Low-emission development for Ethiopia’s dairy sector

Ethiopia’s dairy cattle sector is responsible for about 116.3 megatonnes of CO2 eq. Enteric methane represents about 87% of the total GHG emissions from dairy production.

Ethiopia is working with the Climate and Clean Air Coalition (CCAC), the Global Research Alliance on Agricultural Greenhouse Gases (GRA) and the Food and Agriculture Organization of the United Nations (FAO) to reduce methane from enteric fermentation, and improve food security and livelihoods.

From this work, Ethiopia has accessed tools to identify low-cost strategies for reducing enteric methane from the dairy cattle system. CCAC supported research has found that technical interventions (like supplementing feed with leguminous shrubs, urea treated crop residue, control of trypanosomosis, and artificial insemination) would increase milk production by 62 to 225% and decrease enteric methane emission intensity by 44 to 68% across production systems, relative to the baseline. 

Objectives

Our Agriculture Initiative is working to transform ruminant livestock production systems to improve productivity and reduce emissions of enteric methane per unit of animal product. This project seeks to provide guidance to policy makers, and recommend incentives and institutional frameworks to encourage the adoption of productivity-enhancing technologies and practices.


Why we're doing this work

In 2011, the Ethiopian Government started a bold policy process to accelerate the attainment of middle-income status by 2025, while adopting green growth pathways that foster development and sustainability. The Climate Resilient Green Economy (CRGE) was created to protect the country from climate change by identifying environmentally sustainable economic opportunities to accelerate the country’s development. 
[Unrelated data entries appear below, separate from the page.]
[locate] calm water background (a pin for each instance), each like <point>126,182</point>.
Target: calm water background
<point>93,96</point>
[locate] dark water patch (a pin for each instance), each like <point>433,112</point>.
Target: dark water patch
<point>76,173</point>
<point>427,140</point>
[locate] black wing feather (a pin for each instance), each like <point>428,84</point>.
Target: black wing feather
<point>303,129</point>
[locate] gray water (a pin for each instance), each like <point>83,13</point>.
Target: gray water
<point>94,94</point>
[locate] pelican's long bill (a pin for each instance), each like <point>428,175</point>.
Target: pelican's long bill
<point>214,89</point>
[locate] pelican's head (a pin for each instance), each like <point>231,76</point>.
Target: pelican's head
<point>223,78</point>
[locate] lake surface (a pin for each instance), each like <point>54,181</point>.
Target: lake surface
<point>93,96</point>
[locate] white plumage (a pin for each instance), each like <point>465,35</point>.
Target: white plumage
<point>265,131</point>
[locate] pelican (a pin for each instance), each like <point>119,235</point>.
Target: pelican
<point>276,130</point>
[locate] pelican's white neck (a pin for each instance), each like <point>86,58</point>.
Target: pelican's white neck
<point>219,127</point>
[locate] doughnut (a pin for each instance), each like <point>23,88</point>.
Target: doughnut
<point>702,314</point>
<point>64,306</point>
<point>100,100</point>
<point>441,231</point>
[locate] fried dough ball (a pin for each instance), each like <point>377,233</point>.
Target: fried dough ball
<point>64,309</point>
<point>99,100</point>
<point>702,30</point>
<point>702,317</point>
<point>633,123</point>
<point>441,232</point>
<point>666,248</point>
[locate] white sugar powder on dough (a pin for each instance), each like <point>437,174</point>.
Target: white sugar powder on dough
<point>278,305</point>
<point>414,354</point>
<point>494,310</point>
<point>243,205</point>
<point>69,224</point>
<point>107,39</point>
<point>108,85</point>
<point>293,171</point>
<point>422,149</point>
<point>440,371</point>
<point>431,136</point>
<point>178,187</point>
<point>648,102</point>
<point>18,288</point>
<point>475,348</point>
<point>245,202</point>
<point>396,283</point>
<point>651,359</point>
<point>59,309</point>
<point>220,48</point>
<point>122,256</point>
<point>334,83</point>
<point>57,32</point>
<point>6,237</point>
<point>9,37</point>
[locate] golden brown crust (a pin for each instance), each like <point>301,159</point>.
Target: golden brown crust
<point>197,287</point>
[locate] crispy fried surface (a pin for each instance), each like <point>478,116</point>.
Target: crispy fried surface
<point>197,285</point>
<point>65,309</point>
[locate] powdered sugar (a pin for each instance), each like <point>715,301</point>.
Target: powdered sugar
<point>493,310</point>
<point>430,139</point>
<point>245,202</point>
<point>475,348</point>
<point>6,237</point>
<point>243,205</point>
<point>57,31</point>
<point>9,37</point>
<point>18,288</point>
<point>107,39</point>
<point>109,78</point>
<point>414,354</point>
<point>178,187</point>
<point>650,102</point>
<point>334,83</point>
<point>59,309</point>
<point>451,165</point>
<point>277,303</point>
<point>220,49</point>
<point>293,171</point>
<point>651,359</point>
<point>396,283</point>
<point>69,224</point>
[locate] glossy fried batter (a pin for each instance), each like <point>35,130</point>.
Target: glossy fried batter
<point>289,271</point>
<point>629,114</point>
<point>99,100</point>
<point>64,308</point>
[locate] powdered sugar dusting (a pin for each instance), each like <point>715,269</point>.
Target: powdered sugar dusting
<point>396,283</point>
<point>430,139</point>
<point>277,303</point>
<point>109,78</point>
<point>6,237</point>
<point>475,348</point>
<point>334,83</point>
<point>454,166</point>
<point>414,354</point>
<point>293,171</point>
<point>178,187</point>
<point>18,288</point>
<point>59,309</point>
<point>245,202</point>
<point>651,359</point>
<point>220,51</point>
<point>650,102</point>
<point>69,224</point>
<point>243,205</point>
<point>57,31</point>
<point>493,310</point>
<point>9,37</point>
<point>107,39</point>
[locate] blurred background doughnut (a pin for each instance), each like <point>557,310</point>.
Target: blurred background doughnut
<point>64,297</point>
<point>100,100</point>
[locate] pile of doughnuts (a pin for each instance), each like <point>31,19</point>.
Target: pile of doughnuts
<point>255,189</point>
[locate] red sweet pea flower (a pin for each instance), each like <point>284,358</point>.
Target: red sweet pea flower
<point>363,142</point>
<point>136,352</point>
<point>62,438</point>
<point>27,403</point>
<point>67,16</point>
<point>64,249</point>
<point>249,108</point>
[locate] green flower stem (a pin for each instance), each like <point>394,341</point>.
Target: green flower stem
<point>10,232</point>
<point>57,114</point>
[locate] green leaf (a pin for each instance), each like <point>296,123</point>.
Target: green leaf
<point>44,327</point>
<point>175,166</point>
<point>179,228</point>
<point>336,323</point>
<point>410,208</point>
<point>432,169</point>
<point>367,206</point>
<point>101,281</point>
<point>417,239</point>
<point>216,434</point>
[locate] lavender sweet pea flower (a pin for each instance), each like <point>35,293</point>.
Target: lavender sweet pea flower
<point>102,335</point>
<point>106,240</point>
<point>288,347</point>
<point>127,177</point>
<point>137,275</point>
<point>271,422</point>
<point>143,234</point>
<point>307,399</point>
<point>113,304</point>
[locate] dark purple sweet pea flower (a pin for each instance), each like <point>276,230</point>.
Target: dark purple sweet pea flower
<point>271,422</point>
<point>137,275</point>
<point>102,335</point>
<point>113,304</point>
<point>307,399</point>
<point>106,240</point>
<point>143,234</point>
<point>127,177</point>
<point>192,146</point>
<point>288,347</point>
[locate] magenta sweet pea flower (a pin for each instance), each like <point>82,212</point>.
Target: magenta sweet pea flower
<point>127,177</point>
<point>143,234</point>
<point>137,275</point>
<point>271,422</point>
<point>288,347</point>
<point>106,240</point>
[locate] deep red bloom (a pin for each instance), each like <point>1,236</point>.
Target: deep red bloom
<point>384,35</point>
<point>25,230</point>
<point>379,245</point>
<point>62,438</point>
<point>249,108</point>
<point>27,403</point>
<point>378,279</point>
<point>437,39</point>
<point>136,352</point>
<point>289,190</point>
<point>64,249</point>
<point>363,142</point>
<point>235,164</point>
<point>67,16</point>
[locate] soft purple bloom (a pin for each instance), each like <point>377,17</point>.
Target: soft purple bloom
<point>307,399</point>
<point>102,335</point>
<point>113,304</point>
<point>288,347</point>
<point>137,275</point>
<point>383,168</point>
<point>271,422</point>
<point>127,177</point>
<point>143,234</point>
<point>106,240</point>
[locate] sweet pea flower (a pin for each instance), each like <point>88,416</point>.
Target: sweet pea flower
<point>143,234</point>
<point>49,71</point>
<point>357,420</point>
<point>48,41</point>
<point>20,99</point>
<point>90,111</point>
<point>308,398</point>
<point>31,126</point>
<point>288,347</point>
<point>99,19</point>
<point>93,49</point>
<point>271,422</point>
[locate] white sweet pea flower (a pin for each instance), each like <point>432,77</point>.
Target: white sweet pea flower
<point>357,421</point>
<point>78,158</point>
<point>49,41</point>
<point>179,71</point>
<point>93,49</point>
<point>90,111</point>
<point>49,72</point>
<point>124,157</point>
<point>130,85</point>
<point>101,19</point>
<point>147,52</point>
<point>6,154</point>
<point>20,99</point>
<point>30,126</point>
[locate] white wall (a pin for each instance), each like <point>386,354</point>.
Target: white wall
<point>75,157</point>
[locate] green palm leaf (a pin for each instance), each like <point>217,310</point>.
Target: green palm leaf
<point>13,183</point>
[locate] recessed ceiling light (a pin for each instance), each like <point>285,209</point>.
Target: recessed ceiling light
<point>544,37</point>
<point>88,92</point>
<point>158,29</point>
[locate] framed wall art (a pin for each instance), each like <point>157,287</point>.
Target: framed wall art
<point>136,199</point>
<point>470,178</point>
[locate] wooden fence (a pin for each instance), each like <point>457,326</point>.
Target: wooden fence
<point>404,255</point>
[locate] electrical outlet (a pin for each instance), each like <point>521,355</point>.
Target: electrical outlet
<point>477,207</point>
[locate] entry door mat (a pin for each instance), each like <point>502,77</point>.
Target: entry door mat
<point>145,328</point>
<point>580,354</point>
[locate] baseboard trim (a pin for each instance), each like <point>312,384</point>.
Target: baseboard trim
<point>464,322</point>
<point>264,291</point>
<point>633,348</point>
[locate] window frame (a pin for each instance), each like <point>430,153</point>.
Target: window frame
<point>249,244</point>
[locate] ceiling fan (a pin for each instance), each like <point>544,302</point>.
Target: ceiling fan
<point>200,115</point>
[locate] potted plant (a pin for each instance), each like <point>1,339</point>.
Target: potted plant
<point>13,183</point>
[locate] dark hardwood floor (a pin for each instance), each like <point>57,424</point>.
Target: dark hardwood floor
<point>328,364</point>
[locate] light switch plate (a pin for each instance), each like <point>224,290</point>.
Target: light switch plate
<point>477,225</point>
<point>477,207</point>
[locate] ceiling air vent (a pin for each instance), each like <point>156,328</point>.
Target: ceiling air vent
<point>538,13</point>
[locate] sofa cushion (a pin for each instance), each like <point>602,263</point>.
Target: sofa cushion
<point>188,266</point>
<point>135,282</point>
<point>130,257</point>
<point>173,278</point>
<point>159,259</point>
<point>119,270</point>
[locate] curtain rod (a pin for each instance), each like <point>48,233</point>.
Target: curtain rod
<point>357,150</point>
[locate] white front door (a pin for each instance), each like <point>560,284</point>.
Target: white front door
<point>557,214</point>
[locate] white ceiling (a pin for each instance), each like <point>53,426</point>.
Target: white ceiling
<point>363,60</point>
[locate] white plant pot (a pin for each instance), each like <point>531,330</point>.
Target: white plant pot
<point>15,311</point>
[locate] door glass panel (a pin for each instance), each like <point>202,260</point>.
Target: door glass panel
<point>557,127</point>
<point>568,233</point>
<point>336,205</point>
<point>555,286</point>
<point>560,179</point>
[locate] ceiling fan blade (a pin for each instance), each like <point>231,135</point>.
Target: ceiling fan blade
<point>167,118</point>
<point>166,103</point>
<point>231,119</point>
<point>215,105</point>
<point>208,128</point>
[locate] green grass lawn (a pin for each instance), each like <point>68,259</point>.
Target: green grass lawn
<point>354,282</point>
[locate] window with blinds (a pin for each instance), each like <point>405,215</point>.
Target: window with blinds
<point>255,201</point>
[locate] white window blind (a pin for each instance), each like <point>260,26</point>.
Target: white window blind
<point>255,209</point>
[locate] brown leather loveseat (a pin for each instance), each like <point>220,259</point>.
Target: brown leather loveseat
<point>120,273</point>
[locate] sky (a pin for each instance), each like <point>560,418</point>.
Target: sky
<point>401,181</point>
In its CRGE strategy, the country recognized that pursuing a conventional development path would result in adverse effects like a sharp increase in greenhouse gas emissions and unsustainable use of natural resources. To avoid these negative effects, and encourage development while reducing greenhouse gas emissions, the green growth pathway plans to limit national greenhouse gas emissions to 150 megatonnes CO2 eq instead of 400 megatonnes CO2 eq. in 2030 under a business as usual (BAU) scenario. A key pillar of this strategy is to improve livestock productivity to ensure food security and improve farmers’ livelihoods while reducing emissions. The dairy sector was identified as a priority sector for the Government, which aims to increase Ethiopian milk production.

At national level, the emission intensity of milk produced from dairy cattle is on average 24.5 Kg CO2 eq./kg of fat and protein corrected milk (FPCM). Emission intensity were on average 44.6, 18.9, 8.7 and 3.8 kg CO2 eq./kg FPCM for mixed crop-livestock, pastoral and agro-pastoral, small-scale commercial, and medium-scale commercial systems, respectively. 

The strong correlation between greenhouse gas emissions and milk productivity points to an opportunity for food and nutrition security needs and reducing methane emissions.   


What we're doing

Since 2016, the Food and Agriculture Organization of the United Nations (FAO) in collaboration with the New Zealand Agricultural Greenhouse Gas Research Centre (NZAGRC), has supported Ethiopia in: 
   

  • Identifying and prioritizing low-cost strategies to reduce enteric methane emission intensity from ruminant systems using the Global Livestock Environmental Assessment Model (GLEAM). The tool helped evaluate a broad perspective of opportunities and potential productivity gains and emissions intensity reductions for the beef sector. 
  • Improving its emissions inventory by better defining emissions intensity reduction targets, and increasing understanding of measures to improve productivity, production system efficiency and reproduction systems. 
  • Mainstreaming enteric methane emission measures in the World Bank's large scale investment project, “Livestock and Fisheries Sector Development Project" in Ethiopia.